Despite price tags beyond the reach of many in the impoverished nation, the United States auto giant said more than 1,500 customers had already visited the showroom since its "soft launch" two months ago.
Myanmar's population of 60 million and growing demand for cars "excites us", said Ford regional manager David Westerman on Friday.
"That's what is going to create that growth in the coming years and decades ahead," he told reporters.
Foreign investors are eagerly eyeing the resource-rich country following dramatic political and economic reforms since military rule ended in 2011.
Huge import taxes and international sanctions aimed at the previous regime had meant vehicles were too expensive for most people, but recent changes have seen a sharp increase in demand for four wheels.

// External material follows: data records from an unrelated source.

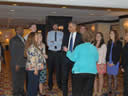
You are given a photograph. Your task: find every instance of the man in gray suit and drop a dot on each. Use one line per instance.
(18, 62)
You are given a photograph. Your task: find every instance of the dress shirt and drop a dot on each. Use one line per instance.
(85, 57)
(54, 45)
(102, 54)
(74, 38)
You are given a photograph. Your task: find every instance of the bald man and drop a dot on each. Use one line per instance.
(71, 40)
(18, 62)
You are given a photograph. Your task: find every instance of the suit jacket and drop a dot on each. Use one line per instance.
(17, 52)
(65, 42)
(125, 57)
(116, 51)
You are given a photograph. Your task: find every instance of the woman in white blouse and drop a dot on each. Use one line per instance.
(101, 64)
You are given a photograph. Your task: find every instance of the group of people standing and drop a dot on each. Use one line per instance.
(87, 55)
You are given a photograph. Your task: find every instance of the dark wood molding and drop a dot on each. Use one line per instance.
(100, 21)
(60, 6)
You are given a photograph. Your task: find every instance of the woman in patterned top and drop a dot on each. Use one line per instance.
(43, 71)
(34, 63)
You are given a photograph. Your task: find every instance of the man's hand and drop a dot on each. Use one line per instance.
(122, 70)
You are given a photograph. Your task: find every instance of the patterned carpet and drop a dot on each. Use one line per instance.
(6, 87)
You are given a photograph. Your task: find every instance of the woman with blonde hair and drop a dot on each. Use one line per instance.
(42, 80)
(84, 70)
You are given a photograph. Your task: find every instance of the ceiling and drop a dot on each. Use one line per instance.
(28, 14)
(90, 3)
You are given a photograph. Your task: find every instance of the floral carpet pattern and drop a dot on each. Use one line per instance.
(6, 84)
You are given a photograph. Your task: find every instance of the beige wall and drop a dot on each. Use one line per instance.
(7, 34)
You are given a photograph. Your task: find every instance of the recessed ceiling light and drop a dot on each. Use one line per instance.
(14, 4)
(64, 7)
(12, 10)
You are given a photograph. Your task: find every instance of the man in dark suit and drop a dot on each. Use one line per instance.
(70, 40)
(18, 62)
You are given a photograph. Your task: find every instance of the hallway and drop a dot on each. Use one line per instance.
(5, 82)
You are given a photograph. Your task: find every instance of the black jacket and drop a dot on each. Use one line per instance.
(116, 51)
(17, 52)
(125, 57)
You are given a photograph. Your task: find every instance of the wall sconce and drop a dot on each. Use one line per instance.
(61, 27)
(125, 25)
(7, 40)
(39, 31)
(93, 28)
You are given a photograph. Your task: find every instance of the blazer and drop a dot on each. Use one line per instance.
(17, 52)
(116, 51)
(124, 62)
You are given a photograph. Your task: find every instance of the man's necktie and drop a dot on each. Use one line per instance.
(71, 43)
(55, 38)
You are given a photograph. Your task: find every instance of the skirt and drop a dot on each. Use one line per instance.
(113, 70)
(101, 70)
(43, 74)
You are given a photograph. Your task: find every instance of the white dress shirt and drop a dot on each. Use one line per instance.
(102, 54)
(74, 38)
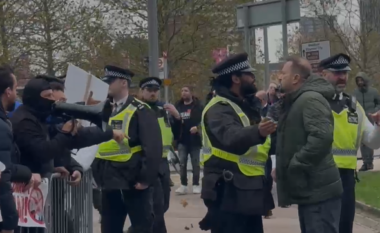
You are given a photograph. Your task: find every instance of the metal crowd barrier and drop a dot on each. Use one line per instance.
(68, 209)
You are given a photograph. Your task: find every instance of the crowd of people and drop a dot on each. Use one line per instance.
(307, 124)
(303, 133)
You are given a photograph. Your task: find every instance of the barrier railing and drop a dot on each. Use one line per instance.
(68, 209)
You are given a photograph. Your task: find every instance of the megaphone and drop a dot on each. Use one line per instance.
(98, 114)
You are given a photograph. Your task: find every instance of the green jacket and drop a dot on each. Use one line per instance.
(305, 168)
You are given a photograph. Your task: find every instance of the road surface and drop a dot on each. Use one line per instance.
(185, 219)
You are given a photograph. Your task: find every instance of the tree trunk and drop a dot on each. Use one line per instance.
(3, 34)
(49, 41)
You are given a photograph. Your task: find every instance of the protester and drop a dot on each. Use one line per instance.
(188, 137)
(271, 92)
(263, 97)
(31, 135)
(9, 154)
(235, 150)
(17, 104)
(126, 171)
(369, 99)
(305, 170)
(351, 129)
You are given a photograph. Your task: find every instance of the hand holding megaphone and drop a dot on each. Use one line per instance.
(70, 127)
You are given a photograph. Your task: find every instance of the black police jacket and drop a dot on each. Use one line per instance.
(143, 167)
(226, 132)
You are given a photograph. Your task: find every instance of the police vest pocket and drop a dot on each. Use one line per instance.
(243, 195)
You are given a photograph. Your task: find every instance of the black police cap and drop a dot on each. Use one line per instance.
(238, 62)
(150, 82)
(113, 72)
(338, 62)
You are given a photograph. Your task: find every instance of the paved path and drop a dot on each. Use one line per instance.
(185, 219)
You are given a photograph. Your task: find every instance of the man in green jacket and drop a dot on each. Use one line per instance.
(306, 173)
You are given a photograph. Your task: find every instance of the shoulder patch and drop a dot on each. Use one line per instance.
(138, 104)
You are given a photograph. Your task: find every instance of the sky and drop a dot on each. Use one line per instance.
(275, 32)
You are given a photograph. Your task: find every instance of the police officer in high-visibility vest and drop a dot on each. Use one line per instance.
(126, 171)
(351, 129)
(235, 150)
(149, 92)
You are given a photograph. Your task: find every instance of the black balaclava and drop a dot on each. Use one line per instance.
(32, 98)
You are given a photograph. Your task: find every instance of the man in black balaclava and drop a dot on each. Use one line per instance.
(31, 133)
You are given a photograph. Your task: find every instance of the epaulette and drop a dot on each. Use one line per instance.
(138, 104)
(350, 102)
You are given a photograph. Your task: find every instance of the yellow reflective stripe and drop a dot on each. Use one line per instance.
(362, 118)
(343, 152)
(236, 158)
(207, 150)
(122, 151)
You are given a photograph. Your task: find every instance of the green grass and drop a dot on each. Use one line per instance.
(368, 189)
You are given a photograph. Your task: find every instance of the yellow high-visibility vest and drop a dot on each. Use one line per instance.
(119, 152)
(167, 135)
(348, 133)
(252, 162)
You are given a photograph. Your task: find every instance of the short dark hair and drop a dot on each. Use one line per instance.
(190, 87)
(298, 67)
(56, 86)
(6, 79)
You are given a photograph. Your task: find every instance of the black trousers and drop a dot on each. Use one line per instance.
(268, 199)
(118, 204)
(161, 199)
(347, 215)
(320, 217)
(237, 223)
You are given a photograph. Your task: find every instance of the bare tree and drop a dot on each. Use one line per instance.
(53, 34)
(11, 15)
(188, 32)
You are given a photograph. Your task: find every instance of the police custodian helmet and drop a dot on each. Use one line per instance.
(234, 63)
(336, 63)
(113, 72)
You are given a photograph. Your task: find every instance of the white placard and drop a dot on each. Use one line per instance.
(314, 52)
(79, 84)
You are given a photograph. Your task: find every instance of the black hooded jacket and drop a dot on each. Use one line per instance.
(181, 128)
(14, 172)
(31, 134)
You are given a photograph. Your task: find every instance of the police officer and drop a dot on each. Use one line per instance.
(126, 171)
(235, 150)
(351, 129)
(150, 90)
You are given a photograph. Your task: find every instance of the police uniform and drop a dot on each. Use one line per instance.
(118, 167)
(351, 129)
(233, 155)
(161, 194)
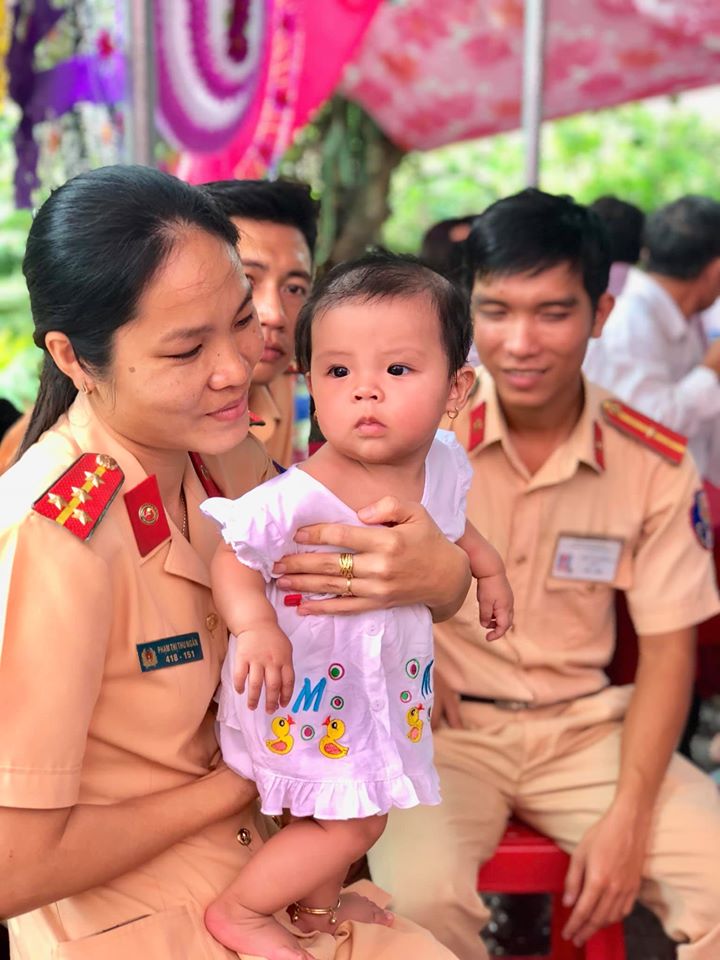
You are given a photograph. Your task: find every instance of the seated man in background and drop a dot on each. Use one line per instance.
(654, 352)
(583, 498)
(624, 223)
(277, 222)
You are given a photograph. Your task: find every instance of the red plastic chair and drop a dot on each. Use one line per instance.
(527, 862)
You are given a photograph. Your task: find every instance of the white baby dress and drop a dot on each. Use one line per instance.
(355, 738)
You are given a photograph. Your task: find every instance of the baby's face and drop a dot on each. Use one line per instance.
(379, 378)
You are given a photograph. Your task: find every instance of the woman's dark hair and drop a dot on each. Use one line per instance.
(624, 223)
(380, 275)
(440, 250)
(287, 202)
(533, 231)
(93, 249)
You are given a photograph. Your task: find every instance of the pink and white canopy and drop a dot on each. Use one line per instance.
(435, 71)
(236, 78)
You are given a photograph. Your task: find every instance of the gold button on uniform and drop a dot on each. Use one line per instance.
(244, 836)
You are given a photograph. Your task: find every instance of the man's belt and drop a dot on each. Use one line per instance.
(516, 705)
(502, 704)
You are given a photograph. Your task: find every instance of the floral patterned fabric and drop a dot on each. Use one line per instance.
(236, 78)
(433, 73)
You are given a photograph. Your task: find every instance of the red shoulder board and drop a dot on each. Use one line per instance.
(649, 432)
(598, 446)
(79, 499)
(477, 426)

Many cars on the roads in Myanmar are second-hand imported Japanese vehicles.
New imported cars remain expensive, with the US-made Ford Explorer starting from US$105,000 (S$130,955).
The Thai-made Ford Single Cab Ranger, which is classified for commercial use and therefore not subject to the same level of import taxes, has a price tag of US$22,000 and upwards.
Foreign auto makers are also looking to set up manufacturing facilities in the country.
Japan's Nissan Motor recently unveiled plans to launch production in Myanmar with its Malaysian partner Tan Chong Motors, following in the footsteps of Suzuki.